Teil I Eigentum und Besitz› § 3 Privatnützigkeit und Sozialpflichtigkeit des Eigentums, Eigentumsschutz und Nachbarrecht
§ 3 Privatnützigkeit und Sozialpflichtigkeit des Eigentums, Eigentumsschutz und Nachbarrecht
Inhaltsverzeichnis
I. Der Schutz des Eigentums als Aufgabe des Privatrechts und des Verfassungsrechts
II. Eigentumsschutz und Nachbarrecht
III. Das Verhältnis zu hoheitlichen Planungen
Teil I Eigentum und Besitz› § 3 Privatnützigkeit und Sozialpflichtigkeit des Eigentums, Eigentumsschutz und Nachbarrecht› I. Der Schutz des Eigentums als Aufgabe des Privatrechts und des Verfassungsrechts
I. Der Schutz des Eigentums als Aufgabe des Privatrechts und des Verfassungsrechts
1. Das Sacheigentum im BGB
49
Fall 4:
B ist Gemüsebauer und baut vorwiegend Bio-Gemüse an.
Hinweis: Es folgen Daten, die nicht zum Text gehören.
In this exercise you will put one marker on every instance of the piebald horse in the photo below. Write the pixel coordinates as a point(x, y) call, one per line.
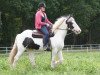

Sein Gärtnereigrundstück liegt an einem Hang. Oberhalb des Grundstücks des B liegt ein Grundstück, auf dem D Silomais und Sommerweizen anbaut. Nach starken Regenfällen fließt vom Grundstück des D Oberflächenwasser auf das Grundstück des B ab. Kurze Zeit später stellt B schwere Schäden an den von ihm angebauten Pflanzen fest. Eine Untersuchung ergibt, dass die Schäden von Herbiziden herrühren, die mit dem vom Grundstück des D gekommenen Wasser in die Pflanzen des B gelangt waren. B verlangt von D, der seine Pflanzen mit diesem Mittel zu behandeln pflegt, Schadensersatz für die beschädigte oder zumindest nur noch eingeschränkt verkäufliche Ernte und will für die Zukunft, da starker Regen niemals ausgeschlossen werden könne, Unterlassung der Behandlung der auf dem Grundstück des D wachsenden Pflanzen mit Herbiziden. Lösung Rn 69, 75
Fall 5:
E ist Eigentümer eines Steinbruchs, den er in herkömmlicher Weise seit alters her betreibt. Auf einem in der Nachbarschaft gelegenen Grundstück errichtet F eine Fabrik, in der er Lackleder herstellt. Einige Zeit nach Errichtung der Fabrik geht E dazu über, den Steinbruch wesentlich intensiver mit modernen Maschinen auszunutzen. Dabei entsteht Staub, der auch auf das Grundstück des F gelangt und das frische, noch feuchte Lackleder beschädigt.